Between 1863-1944, Prokudin-Gorskii took a pioneering collection of Red, Green, and Blue photos using multiple cameras and corresponding colored filters. Unfortunately, the translation (and possibly rotation and scale) are misaligned, which presents a learning opportunity for us to get our hands dirty in image manipulation. This challenge additionally creates an opportunity to learn about computational efficiency when digitally manipulating images.
We first divide the image’s height into three individual images. Then we create all possible permutations of the translated image within a window size and compare the alignment using the structural similarity method from skimage.

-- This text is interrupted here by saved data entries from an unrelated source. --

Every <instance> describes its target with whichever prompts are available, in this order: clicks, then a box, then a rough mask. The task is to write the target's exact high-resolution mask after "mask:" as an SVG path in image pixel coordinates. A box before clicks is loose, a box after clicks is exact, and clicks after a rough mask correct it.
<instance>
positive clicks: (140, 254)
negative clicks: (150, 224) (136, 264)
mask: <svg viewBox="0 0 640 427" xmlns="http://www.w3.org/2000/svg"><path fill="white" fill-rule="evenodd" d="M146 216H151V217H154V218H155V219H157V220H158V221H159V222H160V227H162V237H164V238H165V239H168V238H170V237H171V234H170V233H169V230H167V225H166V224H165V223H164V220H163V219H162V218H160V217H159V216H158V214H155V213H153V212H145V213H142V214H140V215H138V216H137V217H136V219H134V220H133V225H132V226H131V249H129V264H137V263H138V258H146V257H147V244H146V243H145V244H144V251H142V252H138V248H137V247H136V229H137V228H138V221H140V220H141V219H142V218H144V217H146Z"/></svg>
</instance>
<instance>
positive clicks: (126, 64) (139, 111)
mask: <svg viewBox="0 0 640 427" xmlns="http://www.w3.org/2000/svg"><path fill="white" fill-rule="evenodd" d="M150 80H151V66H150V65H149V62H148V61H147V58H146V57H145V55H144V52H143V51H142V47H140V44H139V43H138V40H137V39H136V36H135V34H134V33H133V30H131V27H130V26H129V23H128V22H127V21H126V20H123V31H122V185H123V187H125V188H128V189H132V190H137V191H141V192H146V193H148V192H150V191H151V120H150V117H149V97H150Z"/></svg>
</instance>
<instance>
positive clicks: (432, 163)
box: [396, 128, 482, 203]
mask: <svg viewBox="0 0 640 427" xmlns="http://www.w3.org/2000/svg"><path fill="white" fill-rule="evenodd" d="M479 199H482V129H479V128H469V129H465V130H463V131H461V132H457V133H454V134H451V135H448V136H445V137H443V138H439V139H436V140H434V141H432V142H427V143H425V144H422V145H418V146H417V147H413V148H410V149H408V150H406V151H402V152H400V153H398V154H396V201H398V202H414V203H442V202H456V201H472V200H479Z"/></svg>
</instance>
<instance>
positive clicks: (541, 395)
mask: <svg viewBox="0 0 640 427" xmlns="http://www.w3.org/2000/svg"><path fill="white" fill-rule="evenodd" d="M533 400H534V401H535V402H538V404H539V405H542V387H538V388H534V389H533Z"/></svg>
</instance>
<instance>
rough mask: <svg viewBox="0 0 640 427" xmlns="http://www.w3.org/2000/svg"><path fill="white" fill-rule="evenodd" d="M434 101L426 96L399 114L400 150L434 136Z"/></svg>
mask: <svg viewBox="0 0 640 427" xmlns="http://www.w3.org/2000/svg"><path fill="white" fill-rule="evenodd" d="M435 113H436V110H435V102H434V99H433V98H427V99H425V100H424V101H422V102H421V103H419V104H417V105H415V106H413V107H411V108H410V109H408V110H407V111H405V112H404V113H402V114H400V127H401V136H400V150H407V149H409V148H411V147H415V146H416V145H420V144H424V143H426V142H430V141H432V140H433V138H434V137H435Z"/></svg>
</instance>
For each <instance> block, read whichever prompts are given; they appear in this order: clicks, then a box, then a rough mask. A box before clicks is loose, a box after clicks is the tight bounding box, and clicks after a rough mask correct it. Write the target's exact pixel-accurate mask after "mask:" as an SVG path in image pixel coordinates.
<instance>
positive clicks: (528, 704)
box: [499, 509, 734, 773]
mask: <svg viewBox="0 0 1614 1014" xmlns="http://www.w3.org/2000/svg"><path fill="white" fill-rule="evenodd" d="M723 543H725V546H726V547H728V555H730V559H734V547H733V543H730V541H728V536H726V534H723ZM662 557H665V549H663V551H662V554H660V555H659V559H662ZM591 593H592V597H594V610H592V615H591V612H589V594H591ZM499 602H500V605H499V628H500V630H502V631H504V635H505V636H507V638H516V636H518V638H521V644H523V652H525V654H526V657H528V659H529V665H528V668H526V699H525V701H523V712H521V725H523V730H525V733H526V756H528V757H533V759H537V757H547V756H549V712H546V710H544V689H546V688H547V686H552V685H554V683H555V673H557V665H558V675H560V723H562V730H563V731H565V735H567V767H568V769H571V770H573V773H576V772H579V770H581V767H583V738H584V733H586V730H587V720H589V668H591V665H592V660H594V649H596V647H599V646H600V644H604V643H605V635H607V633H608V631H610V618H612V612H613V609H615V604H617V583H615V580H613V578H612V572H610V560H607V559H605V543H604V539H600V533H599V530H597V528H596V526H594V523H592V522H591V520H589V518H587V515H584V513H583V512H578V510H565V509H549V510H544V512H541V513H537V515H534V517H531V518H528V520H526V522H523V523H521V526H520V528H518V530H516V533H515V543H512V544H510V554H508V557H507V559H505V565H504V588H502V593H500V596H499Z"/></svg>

To make it more computationally tractable for very large images (TIFs), we use a hierarchical resolution approach to align the images (pyramid resolution scheme).
I explored reducing for loops and roll operations by using a tiling approach in hopes of reducing the computational load. Unfortunately, I did not have enough time to confirm that this was a faster approach than individually transforming images. Additionally, I explored using “fancy indexing” to apply transformations in bulk for the set of tiling images, but could not finish in time.
While the algorithm achieved alignment, I realize that my vector displacement might be off, as it was relative to the previous level in the pyramid.
The biggest challenge was spending too much time on the fancy indexing approach. Instead of doing alignment at the highest resolution, I skipped this level, and in hindsight, exploring gradient descent on the error could have yielded more efficient results.